Mark Morial, president and CEO of the National Urban League
Michael F. Molesky, senior financial economist
Mike Calhoun, president of the Center for Responsible Lending (CRL)
The proposed housing finance legislation would impose great harm on affordable housing efforts and the overall housing market. Proponents of the legislation do not address the damage the proposal would do by repealing the existing structural protections for equitable housing access for all areas of the country, all lenders, and all credit-worthy borrowers. In addition, their cost projections for the proposed system use assumptions heavily tilted toward the proposed system. When these are corrected, the cost of the proposed system is much higher, and its affordable housing program far less effective.
The current system, which was substantially reformed by the Housing and Economic Recovery Act of 2008, requires that those benefiting from government backing serve the public interest through enforceable obligations.
The proposed system weakens the housing market:
- Repeals existing protections and incentivizes an increased number of new guarantors to maximize the benefit to themselves by serving the most lucrative areas of the country, the largest lenders, and the wealthiest borrowers.
- Harms affordable housing repealing the duty to serve all credit-worthy borrowers, enforceable housing goals, and built-in equitable pricing for a far less effective proposed fee and unenforceable general aspirations to serve the full market.

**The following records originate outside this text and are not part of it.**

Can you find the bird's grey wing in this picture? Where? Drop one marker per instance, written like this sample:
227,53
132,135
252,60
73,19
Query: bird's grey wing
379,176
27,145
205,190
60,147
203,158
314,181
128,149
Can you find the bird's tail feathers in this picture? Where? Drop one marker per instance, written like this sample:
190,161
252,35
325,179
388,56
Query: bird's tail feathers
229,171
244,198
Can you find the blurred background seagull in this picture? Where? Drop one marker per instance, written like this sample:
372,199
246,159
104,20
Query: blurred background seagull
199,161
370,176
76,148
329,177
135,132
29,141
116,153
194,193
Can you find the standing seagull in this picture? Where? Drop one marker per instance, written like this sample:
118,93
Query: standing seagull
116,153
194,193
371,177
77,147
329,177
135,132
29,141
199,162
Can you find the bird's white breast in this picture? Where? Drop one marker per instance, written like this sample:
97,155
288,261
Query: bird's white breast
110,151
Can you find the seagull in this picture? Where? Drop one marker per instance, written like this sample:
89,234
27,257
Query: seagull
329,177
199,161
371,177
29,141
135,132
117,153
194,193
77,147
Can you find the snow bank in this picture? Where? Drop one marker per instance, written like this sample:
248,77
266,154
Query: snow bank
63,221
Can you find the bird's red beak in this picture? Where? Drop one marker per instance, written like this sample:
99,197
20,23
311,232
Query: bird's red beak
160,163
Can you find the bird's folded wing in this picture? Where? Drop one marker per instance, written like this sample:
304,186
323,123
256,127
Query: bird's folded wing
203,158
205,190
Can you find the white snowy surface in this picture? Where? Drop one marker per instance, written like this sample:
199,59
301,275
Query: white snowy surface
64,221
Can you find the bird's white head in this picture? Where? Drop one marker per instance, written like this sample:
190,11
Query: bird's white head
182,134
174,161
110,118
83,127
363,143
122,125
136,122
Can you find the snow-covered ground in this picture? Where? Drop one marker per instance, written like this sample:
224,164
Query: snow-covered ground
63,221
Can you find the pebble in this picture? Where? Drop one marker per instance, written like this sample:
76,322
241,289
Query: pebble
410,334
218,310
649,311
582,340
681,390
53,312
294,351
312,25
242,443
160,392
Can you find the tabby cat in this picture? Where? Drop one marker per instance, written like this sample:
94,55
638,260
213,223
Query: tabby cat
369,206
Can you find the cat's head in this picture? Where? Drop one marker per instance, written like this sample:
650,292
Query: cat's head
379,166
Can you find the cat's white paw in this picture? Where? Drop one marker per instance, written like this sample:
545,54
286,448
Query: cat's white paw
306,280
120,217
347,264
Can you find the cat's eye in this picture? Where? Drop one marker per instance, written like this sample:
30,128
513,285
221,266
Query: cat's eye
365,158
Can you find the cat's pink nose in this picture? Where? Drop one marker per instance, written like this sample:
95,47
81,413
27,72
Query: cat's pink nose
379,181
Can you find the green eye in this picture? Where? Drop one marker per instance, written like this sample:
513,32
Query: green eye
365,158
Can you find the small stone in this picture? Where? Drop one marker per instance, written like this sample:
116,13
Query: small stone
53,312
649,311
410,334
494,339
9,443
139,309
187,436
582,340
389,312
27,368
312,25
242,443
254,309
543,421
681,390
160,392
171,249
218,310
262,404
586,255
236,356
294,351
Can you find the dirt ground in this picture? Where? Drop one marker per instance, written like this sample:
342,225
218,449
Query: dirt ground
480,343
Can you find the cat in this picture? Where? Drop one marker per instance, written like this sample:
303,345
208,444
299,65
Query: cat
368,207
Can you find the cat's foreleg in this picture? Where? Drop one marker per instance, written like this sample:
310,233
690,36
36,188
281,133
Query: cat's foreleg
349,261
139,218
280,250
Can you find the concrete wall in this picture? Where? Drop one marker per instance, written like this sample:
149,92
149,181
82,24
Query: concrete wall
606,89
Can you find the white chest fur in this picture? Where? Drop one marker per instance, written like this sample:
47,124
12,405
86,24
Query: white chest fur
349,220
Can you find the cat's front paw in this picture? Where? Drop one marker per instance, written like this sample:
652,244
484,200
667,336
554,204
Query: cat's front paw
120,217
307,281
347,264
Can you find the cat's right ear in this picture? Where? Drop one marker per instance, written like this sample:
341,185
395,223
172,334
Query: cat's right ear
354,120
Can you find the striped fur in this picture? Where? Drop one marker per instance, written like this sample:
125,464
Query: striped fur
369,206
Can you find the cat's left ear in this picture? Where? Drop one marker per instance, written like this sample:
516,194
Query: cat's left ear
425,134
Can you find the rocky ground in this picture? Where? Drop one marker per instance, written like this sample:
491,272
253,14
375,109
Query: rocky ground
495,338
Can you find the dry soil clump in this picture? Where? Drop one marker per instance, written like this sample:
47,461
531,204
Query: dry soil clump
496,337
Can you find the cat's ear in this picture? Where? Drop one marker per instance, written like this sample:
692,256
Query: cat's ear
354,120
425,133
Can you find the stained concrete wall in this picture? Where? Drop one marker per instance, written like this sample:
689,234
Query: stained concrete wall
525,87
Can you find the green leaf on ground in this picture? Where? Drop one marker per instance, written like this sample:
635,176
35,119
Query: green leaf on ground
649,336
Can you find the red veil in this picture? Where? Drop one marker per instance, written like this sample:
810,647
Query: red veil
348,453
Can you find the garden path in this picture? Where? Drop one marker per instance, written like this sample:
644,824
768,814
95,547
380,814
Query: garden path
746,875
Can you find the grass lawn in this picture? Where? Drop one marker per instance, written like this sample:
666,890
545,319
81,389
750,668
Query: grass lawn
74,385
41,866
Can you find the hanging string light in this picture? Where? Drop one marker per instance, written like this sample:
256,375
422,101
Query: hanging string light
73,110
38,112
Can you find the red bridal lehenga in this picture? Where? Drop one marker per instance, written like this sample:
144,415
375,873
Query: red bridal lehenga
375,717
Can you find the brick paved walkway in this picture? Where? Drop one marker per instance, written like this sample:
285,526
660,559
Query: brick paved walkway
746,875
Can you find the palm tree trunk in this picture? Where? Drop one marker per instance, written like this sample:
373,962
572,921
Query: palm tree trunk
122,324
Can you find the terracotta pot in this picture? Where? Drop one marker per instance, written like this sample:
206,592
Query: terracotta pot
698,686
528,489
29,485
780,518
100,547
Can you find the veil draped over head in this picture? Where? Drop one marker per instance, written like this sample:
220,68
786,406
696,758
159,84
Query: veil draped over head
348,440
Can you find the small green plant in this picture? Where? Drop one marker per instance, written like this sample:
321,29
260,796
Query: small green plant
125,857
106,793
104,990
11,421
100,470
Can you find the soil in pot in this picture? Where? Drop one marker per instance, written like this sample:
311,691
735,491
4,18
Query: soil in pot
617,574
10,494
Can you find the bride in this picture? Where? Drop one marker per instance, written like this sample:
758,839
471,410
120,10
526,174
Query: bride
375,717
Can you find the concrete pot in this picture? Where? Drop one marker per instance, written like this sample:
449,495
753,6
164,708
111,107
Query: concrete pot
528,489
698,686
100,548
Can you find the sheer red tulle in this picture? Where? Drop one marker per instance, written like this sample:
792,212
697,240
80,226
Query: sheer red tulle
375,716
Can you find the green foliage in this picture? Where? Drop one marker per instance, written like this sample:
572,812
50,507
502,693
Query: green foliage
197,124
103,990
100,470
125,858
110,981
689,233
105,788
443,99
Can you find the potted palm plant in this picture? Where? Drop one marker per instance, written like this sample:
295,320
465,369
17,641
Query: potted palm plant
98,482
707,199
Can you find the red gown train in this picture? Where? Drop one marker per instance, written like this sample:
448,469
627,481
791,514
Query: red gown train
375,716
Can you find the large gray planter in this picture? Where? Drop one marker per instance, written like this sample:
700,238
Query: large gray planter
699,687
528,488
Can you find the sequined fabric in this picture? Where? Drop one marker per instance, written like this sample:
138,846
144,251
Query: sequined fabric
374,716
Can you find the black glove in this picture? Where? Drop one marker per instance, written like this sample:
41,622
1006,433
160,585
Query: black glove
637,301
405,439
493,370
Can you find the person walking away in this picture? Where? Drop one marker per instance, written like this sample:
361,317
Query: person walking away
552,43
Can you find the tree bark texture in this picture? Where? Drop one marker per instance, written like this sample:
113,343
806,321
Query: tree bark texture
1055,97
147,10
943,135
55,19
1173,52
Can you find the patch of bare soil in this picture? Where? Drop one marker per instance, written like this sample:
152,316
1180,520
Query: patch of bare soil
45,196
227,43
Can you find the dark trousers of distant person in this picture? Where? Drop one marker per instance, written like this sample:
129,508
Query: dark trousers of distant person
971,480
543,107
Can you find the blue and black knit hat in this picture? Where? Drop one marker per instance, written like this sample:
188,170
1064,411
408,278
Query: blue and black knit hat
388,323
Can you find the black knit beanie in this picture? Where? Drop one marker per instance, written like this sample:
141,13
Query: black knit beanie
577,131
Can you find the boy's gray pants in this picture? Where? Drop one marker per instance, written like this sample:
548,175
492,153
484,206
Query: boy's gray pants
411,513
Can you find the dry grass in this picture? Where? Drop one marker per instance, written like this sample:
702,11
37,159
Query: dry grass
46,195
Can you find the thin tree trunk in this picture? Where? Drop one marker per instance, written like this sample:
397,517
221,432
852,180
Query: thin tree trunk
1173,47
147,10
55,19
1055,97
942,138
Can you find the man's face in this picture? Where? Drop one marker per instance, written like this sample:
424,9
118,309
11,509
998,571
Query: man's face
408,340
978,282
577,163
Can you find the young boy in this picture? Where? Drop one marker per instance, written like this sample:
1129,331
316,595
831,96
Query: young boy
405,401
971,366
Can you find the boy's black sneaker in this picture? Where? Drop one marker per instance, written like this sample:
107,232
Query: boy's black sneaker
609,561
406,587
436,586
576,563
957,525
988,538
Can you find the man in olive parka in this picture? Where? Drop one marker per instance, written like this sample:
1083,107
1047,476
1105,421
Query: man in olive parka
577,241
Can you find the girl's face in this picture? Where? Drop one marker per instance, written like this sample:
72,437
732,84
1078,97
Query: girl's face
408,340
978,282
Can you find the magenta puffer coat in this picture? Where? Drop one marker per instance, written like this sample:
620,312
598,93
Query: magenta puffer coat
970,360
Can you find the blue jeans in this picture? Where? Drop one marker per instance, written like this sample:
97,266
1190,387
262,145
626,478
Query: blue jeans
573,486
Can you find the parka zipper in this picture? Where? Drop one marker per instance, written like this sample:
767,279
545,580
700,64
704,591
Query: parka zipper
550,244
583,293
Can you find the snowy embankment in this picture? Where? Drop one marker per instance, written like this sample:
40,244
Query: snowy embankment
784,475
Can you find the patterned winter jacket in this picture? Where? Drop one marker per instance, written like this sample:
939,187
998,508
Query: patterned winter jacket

- Seriously undermines fair lending by insulating the new guarantors from review of whom they serve by blocking review of their practices, leaving them to the “business judgment” of the new guarantors.
- Introduces huge risks to the overall housing market with its doubtful structure of guarantors with few and unenforceable duties.
The proposed system will also increase costs:
- Provides less cross-subsidy to underserved borrowers than the current system. For a representative mortgage market like 2001, the average subsidy per loan is just over 8 bps in the proposed system, down from the over 15 bps subsidy provided in the current system.
- Increases G Fees, after correcting assumptions about the current and proposed system. When correcting assumptions about capital costs, funding costs, the Market Access Fund and the return on capital held, the propose system results in a G Fee that is 32.2 bps higher, rather than the 3.7 bps increase described in the proposal.
- Increases, not decreases, the average mortgage interest rate. After correcting assumptions about G Fees and the value of a government guarantee, the proposed system will result in a 22 bps increase in the average mortgage interest rate rather than the claimed 16 bps decrease.
It would be far better to continue ongoing housing finance reform based on a model of guarantors with a strong public interest duty and rigorous oversight to ensure that duty is safely fulfilled and protects taxpayers.